Due to the changes, Fisher "suspected that race" served as the "determining factor" for the way that things went down:

“I always suspected that race was a determining factor for the way that things went down, but it wasn’t until this past summer that I was able to prove it."

Fisher expressed his disappointment about the abusive and unprofessional atmosphere during the reshoots, using the words "coercion" and "unsafe" while describing work conditions under Whedon: 

“Race was just one of the issues with the reshoot process. There were massive blowups, threats, coercion, taunting, unsafe work conditions, belittling, and gaslighting like you wouldn’t believe."

In conjunction with that, Fisher shared more details about the role of both Geoff Johns and Whedon in the abusive environment that transpired on set: 

“Geoff Johns made a veiled threat to my career during the LA reshoots of Justice League. Multiple sources have informed me, that Joss threatened the career of another person associated with the production. Toby was made aware and tried to cover for Whedon rather than deal with the abuse. That situation had to be escalated to Tsujihara to get any results.”

Lastly, Fisher assured everyone that his claims are credible, and the issues mentioned are not just from him, but from "many people across various departments" of Warner Bros:

“These things affected many people across various departments. Warner Bros. Pictures has tried to make it seem as if these issues are mine and mine alone. I’ve brought them a number of witnesses that have been avoided and in some cases ghosted during the investigation process. Warner Bros. knows full well my claims are credible. They’re just scrambling.”

WHAT THIS MEANS

While Zack Snyder's Justice League is already gearing up for its own set of reshoots, it appears that the other side of that coin in the form of the issue surrounding 2017's Justice League is still far from over. At this point, the back and forth between Fisher and Warner Bros. is pretty much known by many, but this detailed account of how the working environment was during reshoots adds further intrigue to the already-messy situation.

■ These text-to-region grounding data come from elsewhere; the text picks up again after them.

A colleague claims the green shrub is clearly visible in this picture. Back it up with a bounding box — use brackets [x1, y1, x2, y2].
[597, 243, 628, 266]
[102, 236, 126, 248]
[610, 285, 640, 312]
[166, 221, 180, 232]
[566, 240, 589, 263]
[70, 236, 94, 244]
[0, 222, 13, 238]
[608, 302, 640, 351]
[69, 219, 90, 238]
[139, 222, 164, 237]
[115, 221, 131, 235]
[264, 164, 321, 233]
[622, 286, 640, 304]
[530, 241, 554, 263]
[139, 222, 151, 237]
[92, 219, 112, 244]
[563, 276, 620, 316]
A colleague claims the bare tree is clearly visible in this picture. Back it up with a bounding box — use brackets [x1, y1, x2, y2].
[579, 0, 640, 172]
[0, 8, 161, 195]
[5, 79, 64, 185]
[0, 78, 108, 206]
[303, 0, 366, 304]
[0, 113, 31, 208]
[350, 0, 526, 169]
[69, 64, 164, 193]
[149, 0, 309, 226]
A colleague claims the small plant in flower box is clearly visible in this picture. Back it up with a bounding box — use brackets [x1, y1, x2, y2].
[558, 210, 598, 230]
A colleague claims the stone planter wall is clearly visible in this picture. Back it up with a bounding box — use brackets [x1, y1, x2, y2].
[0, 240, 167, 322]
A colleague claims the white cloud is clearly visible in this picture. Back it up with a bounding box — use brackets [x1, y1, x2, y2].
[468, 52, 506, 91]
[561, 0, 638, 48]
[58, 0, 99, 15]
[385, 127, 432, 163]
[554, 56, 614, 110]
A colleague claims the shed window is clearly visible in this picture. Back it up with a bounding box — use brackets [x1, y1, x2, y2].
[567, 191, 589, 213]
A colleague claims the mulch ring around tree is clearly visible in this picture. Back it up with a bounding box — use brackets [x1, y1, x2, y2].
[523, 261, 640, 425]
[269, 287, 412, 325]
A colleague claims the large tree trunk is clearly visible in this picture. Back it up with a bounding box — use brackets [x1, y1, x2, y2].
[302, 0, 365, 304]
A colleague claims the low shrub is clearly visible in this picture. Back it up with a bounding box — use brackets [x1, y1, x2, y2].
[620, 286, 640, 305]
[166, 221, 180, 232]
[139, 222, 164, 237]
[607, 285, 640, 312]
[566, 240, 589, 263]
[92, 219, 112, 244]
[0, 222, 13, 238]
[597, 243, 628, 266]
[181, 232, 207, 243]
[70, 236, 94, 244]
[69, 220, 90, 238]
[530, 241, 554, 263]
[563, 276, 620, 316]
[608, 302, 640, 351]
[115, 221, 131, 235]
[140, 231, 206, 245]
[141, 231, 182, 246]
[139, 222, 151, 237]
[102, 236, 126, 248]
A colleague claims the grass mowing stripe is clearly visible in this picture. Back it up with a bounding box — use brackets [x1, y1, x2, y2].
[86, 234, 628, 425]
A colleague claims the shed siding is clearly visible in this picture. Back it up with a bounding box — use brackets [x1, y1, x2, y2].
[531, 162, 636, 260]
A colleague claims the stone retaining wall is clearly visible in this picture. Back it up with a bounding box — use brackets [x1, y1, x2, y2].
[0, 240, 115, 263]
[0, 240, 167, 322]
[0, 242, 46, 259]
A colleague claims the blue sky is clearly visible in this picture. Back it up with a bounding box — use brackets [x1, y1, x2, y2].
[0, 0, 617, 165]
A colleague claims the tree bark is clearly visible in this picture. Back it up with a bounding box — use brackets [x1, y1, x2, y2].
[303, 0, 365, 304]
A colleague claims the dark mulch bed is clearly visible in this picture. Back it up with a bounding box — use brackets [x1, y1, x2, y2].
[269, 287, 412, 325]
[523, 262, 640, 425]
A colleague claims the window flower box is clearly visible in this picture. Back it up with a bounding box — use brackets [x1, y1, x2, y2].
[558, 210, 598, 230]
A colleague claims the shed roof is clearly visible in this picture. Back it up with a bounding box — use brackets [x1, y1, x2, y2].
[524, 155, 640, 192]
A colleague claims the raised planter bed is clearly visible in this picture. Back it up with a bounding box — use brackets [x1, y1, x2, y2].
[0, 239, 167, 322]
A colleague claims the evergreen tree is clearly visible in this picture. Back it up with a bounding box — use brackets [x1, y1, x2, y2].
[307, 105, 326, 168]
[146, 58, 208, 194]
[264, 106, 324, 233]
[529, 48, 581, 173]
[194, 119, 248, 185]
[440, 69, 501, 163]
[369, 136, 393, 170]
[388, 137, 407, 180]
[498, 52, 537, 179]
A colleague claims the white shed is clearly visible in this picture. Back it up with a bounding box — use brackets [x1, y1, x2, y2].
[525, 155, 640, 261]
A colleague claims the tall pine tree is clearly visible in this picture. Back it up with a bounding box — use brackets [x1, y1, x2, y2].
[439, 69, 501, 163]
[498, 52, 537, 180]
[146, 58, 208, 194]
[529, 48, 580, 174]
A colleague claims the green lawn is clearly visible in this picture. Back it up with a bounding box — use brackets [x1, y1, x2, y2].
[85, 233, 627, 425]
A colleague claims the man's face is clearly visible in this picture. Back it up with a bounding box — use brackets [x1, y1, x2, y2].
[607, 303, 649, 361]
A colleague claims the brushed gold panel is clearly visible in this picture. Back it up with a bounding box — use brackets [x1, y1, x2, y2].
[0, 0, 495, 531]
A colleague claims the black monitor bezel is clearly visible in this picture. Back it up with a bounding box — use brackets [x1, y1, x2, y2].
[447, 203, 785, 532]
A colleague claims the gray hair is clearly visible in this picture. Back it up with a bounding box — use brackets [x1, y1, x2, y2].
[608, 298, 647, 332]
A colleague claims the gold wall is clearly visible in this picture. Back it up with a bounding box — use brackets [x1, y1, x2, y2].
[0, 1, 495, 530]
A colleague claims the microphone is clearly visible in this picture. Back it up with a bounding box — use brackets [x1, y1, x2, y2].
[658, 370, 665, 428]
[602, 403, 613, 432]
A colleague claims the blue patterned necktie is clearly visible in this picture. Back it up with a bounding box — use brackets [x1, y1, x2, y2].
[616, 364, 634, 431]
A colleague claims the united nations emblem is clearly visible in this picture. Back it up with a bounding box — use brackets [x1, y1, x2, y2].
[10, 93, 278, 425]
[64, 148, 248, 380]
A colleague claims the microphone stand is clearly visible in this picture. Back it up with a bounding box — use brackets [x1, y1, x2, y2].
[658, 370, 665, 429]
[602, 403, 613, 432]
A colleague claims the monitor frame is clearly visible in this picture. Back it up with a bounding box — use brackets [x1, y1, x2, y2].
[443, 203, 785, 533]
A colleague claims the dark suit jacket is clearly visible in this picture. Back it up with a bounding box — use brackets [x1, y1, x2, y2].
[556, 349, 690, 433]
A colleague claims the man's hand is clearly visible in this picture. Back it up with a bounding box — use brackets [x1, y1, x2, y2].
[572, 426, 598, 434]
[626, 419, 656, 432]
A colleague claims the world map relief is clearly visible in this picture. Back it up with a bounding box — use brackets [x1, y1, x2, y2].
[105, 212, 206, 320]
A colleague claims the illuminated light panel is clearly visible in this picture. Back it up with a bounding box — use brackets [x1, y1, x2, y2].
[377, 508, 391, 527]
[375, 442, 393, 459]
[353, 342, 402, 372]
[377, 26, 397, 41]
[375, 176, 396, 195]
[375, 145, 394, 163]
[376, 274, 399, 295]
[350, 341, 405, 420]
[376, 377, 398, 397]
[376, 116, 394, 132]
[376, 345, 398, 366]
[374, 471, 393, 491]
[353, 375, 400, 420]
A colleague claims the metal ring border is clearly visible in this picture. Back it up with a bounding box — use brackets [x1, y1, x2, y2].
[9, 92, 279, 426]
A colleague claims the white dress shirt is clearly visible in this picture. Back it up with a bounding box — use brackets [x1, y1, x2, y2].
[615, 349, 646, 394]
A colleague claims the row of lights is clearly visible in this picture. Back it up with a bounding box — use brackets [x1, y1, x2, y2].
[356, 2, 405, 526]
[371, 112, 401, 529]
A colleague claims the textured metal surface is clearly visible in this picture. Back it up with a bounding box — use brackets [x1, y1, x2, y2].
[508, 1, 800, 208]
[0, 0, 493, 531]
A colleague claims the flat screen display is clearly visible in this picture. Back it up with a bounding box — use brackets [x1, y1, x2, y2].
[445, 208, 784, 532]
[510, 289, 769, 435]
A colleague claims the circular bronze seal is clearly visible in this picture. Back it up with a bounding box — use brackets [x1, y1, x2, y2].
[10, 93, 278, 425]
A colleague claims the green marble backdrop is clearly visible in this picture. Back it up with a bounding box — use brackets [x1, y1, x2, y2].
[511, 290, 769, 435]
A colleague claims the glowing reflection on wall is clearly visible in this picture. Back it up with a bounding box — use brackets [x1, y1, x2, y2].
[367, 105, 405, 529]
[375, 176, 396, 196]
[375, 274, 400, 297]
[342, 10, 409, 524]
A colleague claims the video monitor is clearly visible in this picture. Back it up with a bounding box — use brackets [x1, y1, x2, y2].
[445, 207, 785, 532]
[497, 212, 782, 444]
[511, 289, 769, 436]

Fisher served as a key part of the discussion surrounding the much-talked-about reshoots of Justice League, and his latest explanation should provide more clues about what happened. Fisher's claim about Whedon's action of changing the complexion of an actor of color during post-production is perhaps the biggest takeaway from his latest accusation. Many would agree that this is a shocking reveal, and it wouldn't be surprising that this was the "tipping point" for Fisher to finally make a public stand. 

At face value, Fisher's claim about the situation has been consistent, even garnering support not just from DCEU actors but as well as the majority of the general public. Fisher even openly stated that the interview is just the "abridged version," seemingly hinting that he still has a lot of cards to bring out to further support his claims.

In a way, this is a good thing, and it ultimately worked by leading Warner Bros. to make a statement from the issue instead of being ignored. The actor did state that he reported everything to them back in July, but it seems that no concrete action from the studio further prompted Fisher to take his concern into social media. 

Whether or not Fisher's claims are true, it's still concerning that there are still unjust instances of racial discrimination as well as threats confined within a major production. This effectively paints a picture of an unsafe work condition that could have a lasting effect on the cast and crew. 

It may take a while for this issue to be resolved, but this back and forth could potentially serve as a beacon for those who are scared to speak up about toxic working environments. In Fisher's own words, accountability must be the utmost priority on top of the entertainment that blockbuster movies are giving to the general audience.